Mucho antes de que, en otoño, Trump lograra persuadir a 61 millones de americanos, contra el viento de las élites políticas de ambos partidos ─el republicano, con el que concurrió a las elecciones, y el demócrata─, y la marea del establishment económico-financiero. O de que, ya en primavera, Nigel Farage, el primer interlocutor de Trump tras su triunfo y máximo exponente de la salida de Reino Unido de la UE, enarbolara las consignas anti-immigración, arreciara contra los ciudadanos del mundo o modelara como eslogan de campaña el regreso a la Vieja Gran Bretaña.
El totalitarismo de derechas ha logrado instaurar en la sociedad la inseguridad y la insolidaridad colectiva después de años de creciente desigualdad en el reparto de la riqueza
En Europa ya campaban a sus anchas el Frente Nacional francés, el Fidesz húngaro o el Partido Justicia y Ley polaco.
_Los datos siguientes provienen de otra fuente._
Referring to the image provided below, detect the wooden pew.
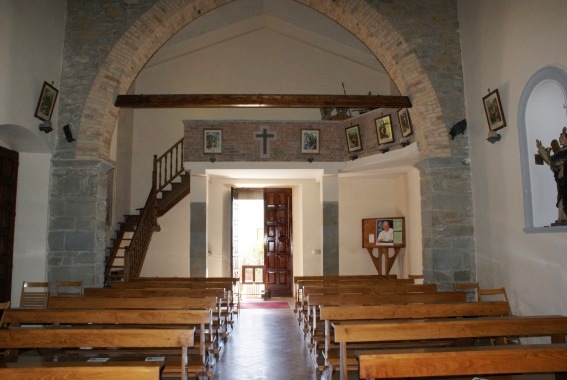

Sin olvidarse del ultraderechista Norbert Hofer, a punto de hacerse, en una doble contienda reivindicativa ─con denuncia de recuento de votos por medio─, con la jefatura del Estado austriaco, némesis posterior del fallecido Jörg Haider, que logró sortear, como Viktor Orban un decenio después en Hungría, las teóricamente estrictas normas comunitarias contra las ínfulas totalitarias. Todos, en definitiva, utilizan un denominador común: la apelación a la nostalgia nacionalista y a la recuperación del perdido orgullo patrio, aderezado con un contundente rechazo a todo componente de liberalismo que ha imperado en el orden global.
El resultado ha sido el fulgurante tránsito desde unos años de creciente desigualdad en el reparto de la riqueza ─efecto de la crisis financiera de 2008 y del cúmulo de errores en las políticas económicas y sociales de los gobiernos de las potencias industrializadas─ a otros, los actuales, en los que se ha instalado la insolidaridad y la inseguridad colectiva, así como el pánico individual ─entre un extracto social cada vez más amplio─, a nuevas pérdidas de derechos adquiridos por razón de la nacionalidad, como las pensiones o los servicios sanitarios o educativos … ¡en beneficio de extranjeros!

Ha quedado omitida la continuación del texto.